I think it's chill to realize everyone in your life shows up for a reason and when they leave that's for a reason too. Not being able to let go is kinda a problem.
Those vibes where you feel same-brain energy with someone are so rare fr. It’s like this deep sense of safety comfort and peace with that one person. Connections like that are just so pure ❤️
People who say stuff like this don’t really love they just latch onto the first person who’ll stick around for money sex a place to stay or just to not be alone. They don’t get the real feelings behind love.
I always wondered how some women find a guy to marry so quick while I can’t even find someone who loves me back. Simple they don’t care, they just want a man any man. Do they actually love him? Nah
I can't stand people who say that either. Like yeah there’s plenty of fish but y’all forget the ocean is massive af.
lol drunk fish vibes
I feel you. There’s so many things people say during a breakup that just don’t hit right. This one’s gotta be one of the dumbest and most overused. bro, we’re not fish. Who even started that? It’s giving unhelpful vibes and feels like they don’t care. If you don’t know what to say just say nothing.
I lost my girl back and I still feel it every day. I’ve never loved anyone like that that deep. I still do. You can’t just bounce into another relationship like nothing happened. What we had was so real emotionally, spiritually, mentally, intimately, and yeah, sexually too. I need all of that to vibe with someone romantically.

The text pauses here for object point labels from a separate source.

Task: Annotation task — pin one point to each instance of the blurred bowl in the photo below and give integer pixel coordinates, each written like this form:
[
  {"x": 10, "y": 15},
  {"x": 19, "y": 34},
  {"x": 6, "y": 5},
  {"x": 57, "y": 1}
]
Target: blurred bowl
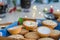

I can’t just grab some random girl and be like you’re my person now. That’s not how this works. It takes time to build something real and you don’t feel that same spark with just anyone. The way people and those dating coaches act like it’s so easy? Nah. Dating after something like this is draining and straight-up frustrating.
We ain’t fish 😂😂 idk why that hit so hard guess I’m just not normal. But you’re not wrong super relatable
@SweetCandy Haha no worries that's a funny line fr thanks feels like so many of us get it
I feel like it's easy to say that until we're in that situation ourselves. I've gotten so used to being let down by people who aren’t even bad people that now I try to block it out when I get treated like I don’t matter. I know those hurts are piling up in my heart like some big unbreakable pot made of clay and metal but honestly I don’t think people who devalue us are worth wasting time crying over anymore. I used to do that a lot but not anymore. I’m still surprised at how selfish good people can be how they’ll drain you look for something better or be so caught up in their own struggles that they can’t give us what we actually deserve.
Yeah I get where you're coming from. I stay guarded cause I'm scared of getting hurt. When I open up I feel super vulnerable and when someone hits that spot it feels like a knife in my chest. And you're right, crying nonstop over someone who doesn’t love you back isn’t good for you. I’m trying to control my crying now it’s getting better but deep down it still stings. It’s just kinda locked away now so it doesn’t mess with me as much.
@cnfidntchic I feel hurt when someone I care about feels like they gotta hide their problems or just dip for a while. That doesn’t feel like a real connection to me and it makes me think they don’t like me enough to be open. from what you’re saying and what I’m saying, it’s like this cycle where both people just end up pulling away.
I know I hold onto a lot of the pain that comes with losing that connection. But I’ve kinda learned to keep it pushing because I’m so used to being let down even by people who are really kind.
there’s like no one. I legit struggle to find ppl interesting at all tbh most just aren’t.
I can’t vibe with this fr... people gotta be more mindful
I feel this 100%. Nothing has ever annoyed me more like she was just some object you could swap out.
Nah I loved her for who she was not just she was a woman.
And don’t even get me started on the whole abundance mindset thing. I don’t just catch feelings for anyone that’s not how it works.
it’s so unrealistic to act like you can just detach like that. Unless you’re legit a psychopath you’re gonna cry and feel it when you lose someone you love.
If you can detach that easily idk it feels like you’re not even really living.